After seeing Al for a year, another year or two went by. One day at church I was listening to a talk from a psychotherapist who had grown up in a family in which his mother was an alcoholic and his father was a workaholic. His story sounded so much like mine that I decided to see him professionally to “learn more about this garbage in my head”. I saw Paul for two years.
A few years later, life had become quite stressful. I was married with three small children, practicing neurosurgery full time and doing some farming on the side. It was at this time that I started seeing my third therapist, the one that I would see for most of the next 10 years. Keith was a psychiatrist, an MD like me, who did only psychotherapy. A few months after starting my therapy with Keith, I realized that I liked what he did better than what I did. The process of therapy is that of developing an increasing awareness of how one got to be the way he or she is, starting with childhood issues. Specifically, this type of therapy is called “psychodynamic psychotherapy”.
Three years into my experience with Keith, I made the final decision that I would rather be a psychiatrist, because I came to love the process of developing insight into one’s own psychology. As I closed my neurosurgery practice and completed a residency in psychiatry, I was so grateful the entire time for the opportunity to turn myself into a psychiatrist. “Who gets to do that?!” Years later a patient was looking at the books on my bookshelf and asked, “So you were a neurosurgeon; did you like it?” I had been asked many times why I decided to give up neurosurgery to become a psychiatrist, but no one had ever asked if I liked neurosurgery. The answer had to be that no, I did not. I did not like who I was. But I have loved psychiatry from the very beginning, and I really appreciate the contribution it has had in my own personal development.
But because of my heavy early experience in psychotherapy, I also became proficient and experienced in both psychodynamic psychotherapy and in cognitive behavioral therapy (CBT). And I attended the Cincinnati Psychoanalytic Institute for a year to take my psychotherapy skills to a higher level.
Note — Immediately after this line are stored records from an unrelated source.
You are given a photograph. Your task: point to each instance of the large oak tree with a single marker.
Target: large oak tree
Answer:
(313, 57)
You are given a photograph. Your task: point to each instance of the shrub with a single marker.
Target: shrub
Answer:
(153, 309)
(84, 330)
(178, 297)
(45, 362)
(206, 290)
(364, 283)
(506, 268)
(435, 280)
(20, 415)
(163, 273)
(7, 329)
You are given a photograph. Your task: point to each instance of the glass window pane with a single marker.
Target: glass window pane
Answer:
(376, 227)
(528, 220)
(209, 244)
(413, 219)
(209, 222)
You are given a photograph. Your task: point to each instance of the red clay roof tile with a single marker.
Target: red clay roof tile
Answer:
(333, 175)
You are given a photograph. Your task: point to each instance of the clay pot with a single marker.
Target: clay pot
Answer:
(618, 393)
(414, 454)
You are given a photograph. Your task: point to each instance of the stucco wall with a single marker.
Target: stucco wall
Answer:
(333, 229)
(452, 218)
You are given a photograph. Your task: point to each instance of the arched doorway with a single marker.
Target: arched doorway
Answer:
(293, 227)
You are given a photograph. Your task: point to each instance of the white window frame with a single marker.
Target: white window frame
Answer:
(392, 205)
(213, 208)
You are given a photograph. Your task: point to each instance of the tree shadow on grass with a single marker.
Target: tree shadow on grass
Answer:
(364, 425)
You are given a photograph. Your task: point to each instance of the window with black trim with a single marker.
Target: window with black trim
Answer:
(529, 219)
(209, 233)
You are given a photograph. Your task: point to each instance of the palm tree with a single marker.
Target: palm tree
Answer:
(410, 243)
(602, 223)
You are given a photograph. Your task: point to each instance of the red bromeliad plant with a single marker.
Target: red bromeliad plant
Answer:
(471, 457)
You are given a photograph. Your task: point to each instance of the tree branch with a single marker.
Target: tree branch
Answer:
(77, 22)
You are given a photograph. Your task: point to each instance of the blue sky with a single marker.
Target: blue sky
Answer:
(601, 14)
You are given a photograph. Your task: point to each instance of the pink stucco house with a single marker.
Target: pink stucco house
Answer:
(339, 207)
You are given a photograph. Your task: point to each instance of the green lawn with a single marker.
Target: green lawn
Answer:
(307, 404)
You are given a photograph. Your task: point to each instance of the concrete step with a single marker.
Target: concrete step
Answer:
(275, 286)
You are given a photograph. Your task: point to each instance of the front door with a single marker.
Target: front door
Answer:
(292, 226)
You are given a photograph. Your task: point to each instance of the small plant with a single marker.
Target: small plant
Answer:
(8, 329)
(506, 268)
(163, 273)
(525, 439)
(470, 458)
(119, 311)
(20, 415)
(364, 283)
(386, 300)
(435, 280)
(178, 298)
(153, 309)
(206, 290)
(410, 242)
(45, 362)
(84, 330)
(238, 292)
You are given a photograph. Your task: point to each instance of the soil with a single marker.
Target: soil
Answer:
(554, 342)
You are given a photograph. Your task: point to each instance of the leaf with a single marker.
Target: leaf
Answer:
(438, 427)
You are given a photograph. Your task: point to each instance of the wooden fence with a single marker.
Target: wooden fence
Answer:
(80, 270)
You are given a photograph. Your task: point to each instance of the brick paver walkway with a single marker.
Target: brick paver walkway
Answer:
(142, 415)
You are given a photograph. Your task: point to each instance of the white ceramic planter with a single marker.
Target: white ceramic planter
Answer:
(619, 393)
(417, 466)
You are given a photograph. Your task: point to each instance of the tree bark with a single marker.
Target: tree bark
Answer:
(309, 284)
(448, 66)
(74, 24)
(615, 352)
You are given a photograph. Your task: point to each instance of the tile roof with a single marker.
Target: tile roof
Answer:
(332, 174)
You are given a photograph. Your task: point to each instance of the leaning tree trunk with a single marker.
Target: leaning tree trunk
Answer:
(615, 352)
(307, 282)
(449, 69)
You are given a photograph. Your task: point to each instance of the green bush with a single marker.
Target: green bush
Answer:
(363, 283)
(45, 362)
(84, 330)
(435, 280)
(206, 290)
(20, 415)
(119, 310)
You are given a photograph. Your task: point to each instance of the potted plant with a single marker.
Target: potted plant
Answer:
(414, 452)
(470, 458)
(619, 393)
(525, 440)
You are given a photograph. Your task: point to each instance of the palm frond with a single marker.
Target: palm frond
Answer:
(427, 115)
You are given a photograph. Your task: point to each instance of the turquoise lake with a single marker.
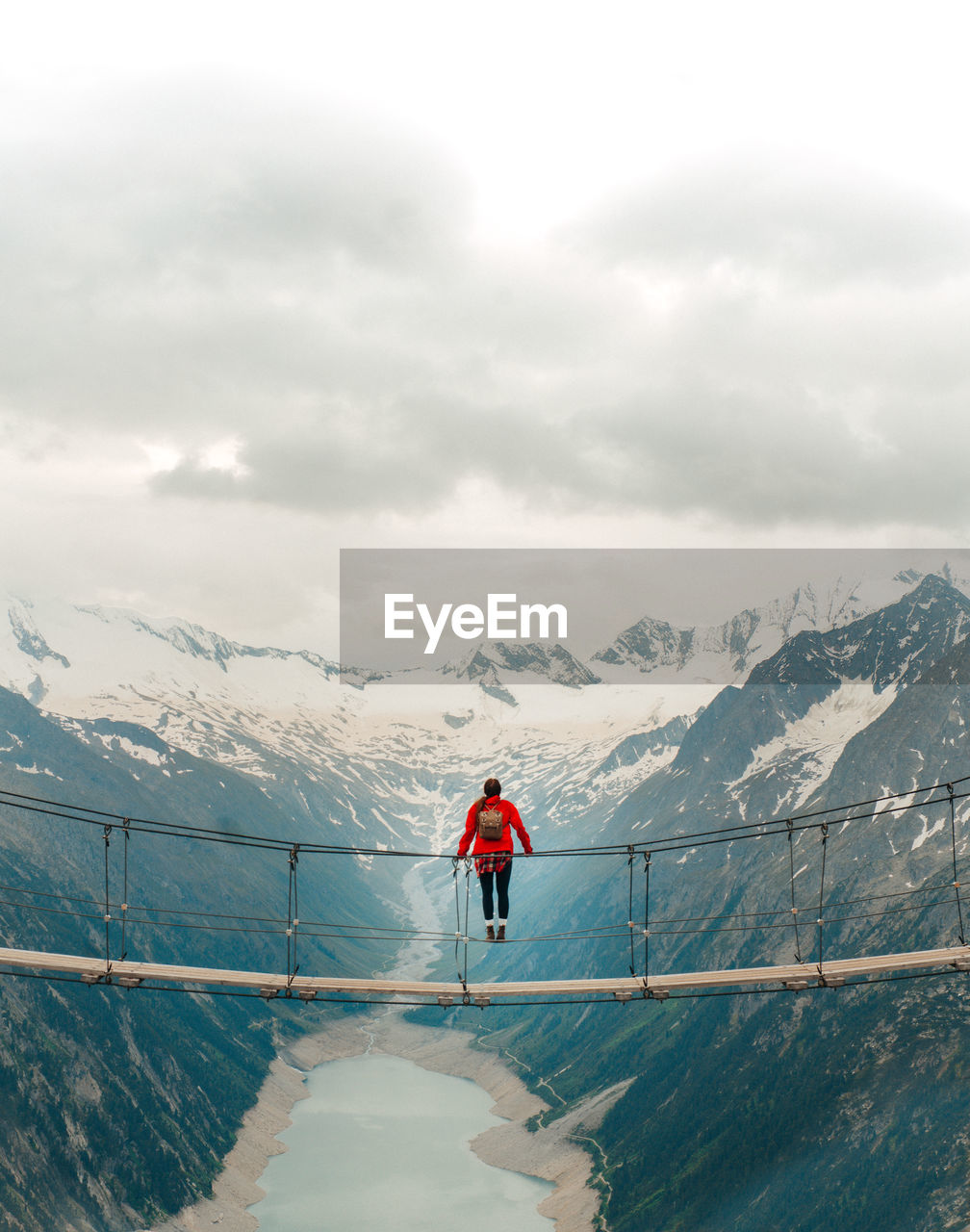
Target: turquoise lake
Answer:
(380, 1144)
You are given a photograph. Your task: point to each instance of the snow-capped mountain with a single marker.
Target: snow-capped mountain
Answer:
(854, 707)
(726, 654)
During the 17 years that I have been practicing psychiatry, I have continued to grow. The most gratifying experiences I have had have been when I have settled into a psychotherapy relationship with a patient, while there have been many, others with whom I have combined psychiatry with psychodynamic therapy, practicing psychodynamic psychiatry.
During these same years, I have also been on several mission trips, which have given me perspectives that I would never have learned otherwise. The concepts of loving your neighbor, giving of your time and resources, being kind and gentle and gracious, have come to define me.
I have always been at the head of my own practice, managing my own business. I have experience with other businesses as well, such as being a successful alpaca breeder for 10 years. “They do not teach business in medical school.” In a growing psychiatry practice, running the business is something you learn from necessity.